Starter-Home Sales Continue Upward Trend
Starter-home sales rose 4.9% year-over-year in October, increasing for the 14th consecutive month, with San Francisco recording the biggest jump in starter-home sales
More homes on the market generally means more sales, especially at the lower end of the price spectrum, where starter home sales jumped nearly 5% in October, Redfin reports.
Mid- and high-priced houses also moved ahead during October from the same time a year ago, but at a 4.9% year-over-year increase, starter homes led the pack.
Starter-home sales have been on an upward trend for more than a year, consistently outperforming the rest of the market through 2025, as buyers shift their focus to the most affordable homes available, the real estate brokerage firm reports.
And pending sales are continuing the trend, with pending sales in the starter tier up 5.5% versus just 1.1% in the mid-priced range and 1.1% in the higher tier.
Chen Zhao, head of economic research at Redfin, describes the situation as a two-edged sword.
Research, Redfin
“Conditions are improving, with more listings and steadier prices, but many buyers are only turning to this tier because they have been priced out of higher tiers,” said Zhao. “That means sales at the low end of the market are relatively strong, but it also means that first-time buyers may find themselves competing with move-up or move-down buyers.”
Currently, starter-home prices are growing at the second-slowest rate in a decade. The typical price for starters rose 2% year-over-year to $260,000 in October, the second slowest growth rate in the past decade, trailing only April 2024's 1.8% increase when mortgage rates were spiking above 7.5%.
The median price of mid- and high-priced homes rose 1.8% and 3.1% respectively, also near decade-long lows for price growth.
Starter-home prices are rising so modestly in part because there are more of them on the market. Active listings of starter homes rose 13% in October, pushing inventory to its highest October level since 2016.
Inventory also grew in other price tiers, but not as quickly. Active listings of mid-priced homes increased 9.5% from a year earlier to the highest October level since 2019, and high-priced homes rose 8.3% to the highest October level since 2020.

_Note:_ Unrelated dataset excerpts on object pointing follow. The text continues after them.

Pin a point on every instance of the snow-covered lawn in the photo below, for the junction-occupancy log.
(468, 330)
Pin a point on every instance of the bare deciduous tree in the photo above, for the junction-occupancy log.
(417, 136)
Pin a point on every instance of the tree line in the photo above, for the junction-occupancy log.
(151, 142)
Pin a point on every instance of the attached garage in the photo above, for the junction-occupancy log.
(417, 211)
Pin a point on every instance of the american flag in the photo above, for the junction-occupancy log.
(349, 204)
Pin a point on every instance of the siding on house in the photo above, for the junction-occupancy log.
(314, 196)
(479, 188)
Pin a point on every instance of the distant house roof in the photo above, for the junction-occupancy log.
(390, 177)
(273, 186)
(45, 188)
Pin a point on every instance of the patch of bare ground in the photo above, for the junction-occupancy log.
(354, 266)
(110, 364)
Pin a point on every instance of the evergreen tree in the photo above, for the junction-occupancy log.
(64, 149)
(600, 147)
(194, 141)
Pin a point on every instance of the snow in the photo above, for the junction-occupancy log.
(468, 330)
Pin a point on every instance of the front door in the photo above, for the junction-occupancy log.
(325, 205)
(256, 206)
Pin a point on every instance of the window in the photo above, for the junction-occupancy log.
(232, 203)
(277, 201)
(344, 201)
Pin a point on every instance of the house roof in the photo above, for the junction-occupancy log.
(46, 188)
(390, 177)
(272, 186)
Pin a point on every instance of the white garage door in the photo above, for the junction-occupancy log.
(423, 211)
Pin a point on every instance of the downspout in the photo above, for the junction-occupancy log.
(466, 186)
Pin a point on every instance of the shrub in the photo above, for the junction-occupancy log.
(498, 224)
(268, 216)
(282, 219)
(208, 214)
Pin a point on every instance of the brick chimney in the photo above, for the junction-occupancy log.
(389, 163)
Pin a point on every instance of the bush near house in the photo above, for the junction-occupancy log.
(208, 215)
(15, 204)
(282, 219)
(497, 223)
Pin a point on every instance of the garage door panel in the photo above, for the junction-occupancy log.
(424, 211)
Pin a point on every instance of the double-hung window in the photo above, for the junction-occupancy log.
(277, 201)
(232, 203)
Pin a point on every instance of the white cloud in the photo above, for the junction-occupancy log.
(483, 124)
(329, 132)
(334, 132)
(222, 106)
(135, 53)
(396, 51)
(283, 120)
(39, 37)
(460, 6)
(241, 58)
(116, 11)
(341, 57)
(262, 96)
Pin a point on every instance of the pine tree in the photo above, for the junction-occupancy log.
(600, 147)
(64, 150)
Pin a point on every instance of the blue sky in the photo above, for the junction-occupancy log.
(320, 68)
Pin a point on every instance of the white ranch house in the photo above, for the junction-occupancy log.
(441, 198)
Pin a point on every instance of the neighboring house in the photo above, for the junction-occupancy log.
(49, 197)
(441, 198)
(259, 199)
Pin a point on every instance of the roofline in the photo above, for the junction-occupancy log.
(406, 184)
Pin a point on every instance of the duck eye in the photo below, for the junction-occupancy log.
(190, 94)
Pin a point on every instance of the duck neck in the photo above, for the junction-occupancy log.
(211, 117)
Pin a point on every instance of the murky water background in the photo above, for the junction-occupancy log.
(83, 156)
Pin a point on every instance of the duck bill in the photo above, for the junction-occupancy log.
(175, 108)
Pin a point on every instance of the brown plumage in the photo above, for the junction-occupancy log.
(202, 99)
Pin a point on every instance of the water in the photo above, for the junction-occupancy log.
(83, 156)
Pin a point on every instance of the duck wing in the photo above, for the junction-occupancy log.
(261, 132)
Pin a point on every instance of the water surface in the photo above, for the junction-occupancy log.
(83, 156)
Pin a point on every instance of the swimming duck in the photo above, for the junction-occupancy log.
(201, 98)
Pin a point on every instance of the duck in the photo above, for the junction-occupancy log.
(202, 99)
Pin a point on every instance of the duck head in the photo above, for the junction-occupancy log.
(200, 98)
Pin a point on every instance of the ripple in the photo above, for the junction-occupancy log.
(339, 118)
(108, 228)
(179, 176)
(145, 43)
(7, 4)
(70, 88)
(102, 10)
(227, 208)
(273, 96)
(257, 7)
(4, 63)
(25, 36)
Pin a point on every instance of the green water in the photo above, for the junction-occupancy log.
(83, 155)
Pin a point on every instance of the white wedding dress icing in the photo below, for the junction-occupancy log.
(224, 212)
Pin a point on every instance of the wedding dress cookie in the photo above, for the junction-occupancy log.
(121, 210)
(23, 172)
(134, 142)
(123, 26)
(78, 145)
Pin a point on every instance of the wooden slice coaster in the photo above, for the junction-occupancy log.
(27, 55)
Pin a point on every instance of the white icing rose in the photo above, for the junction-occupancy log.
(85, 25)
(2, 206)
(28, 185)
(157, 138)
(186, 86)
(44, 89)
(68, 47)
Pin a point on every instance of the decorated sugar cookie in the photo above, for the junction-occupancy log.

Meanwhile, Redfin also reported that overall inventory growth has lost some steam heading into the holidays. Growth in total supply is slowing, new listings are stalling and de-listings are becoming more common, the company explained.
The supply of homes for sale rose 5.1% year-over-year during the four weeks ending November 30 — the smallest increase in nearly two years. At the same time, new listings rose just 0.9%, the smallest uptick in two months, and pending sales fell 2.5% from a year earlier.
Even though mortgage rates have slipped a bit, buyers are backing off because costs are still high. Sale prices are up 2.2% — the biggest increase in nearly eight months — and mortgage rates are still sitting above 6%.
Another factor: A cloudy economic outlook.
“The pool of buyers is small partly because we’re entering the slow season for real estate, but it’s also because houses are expensive, rates are elevated, and people are feeling cautious about their pocketbooks,” said Carlos Castillo, a Redfin agent in Los Angeles.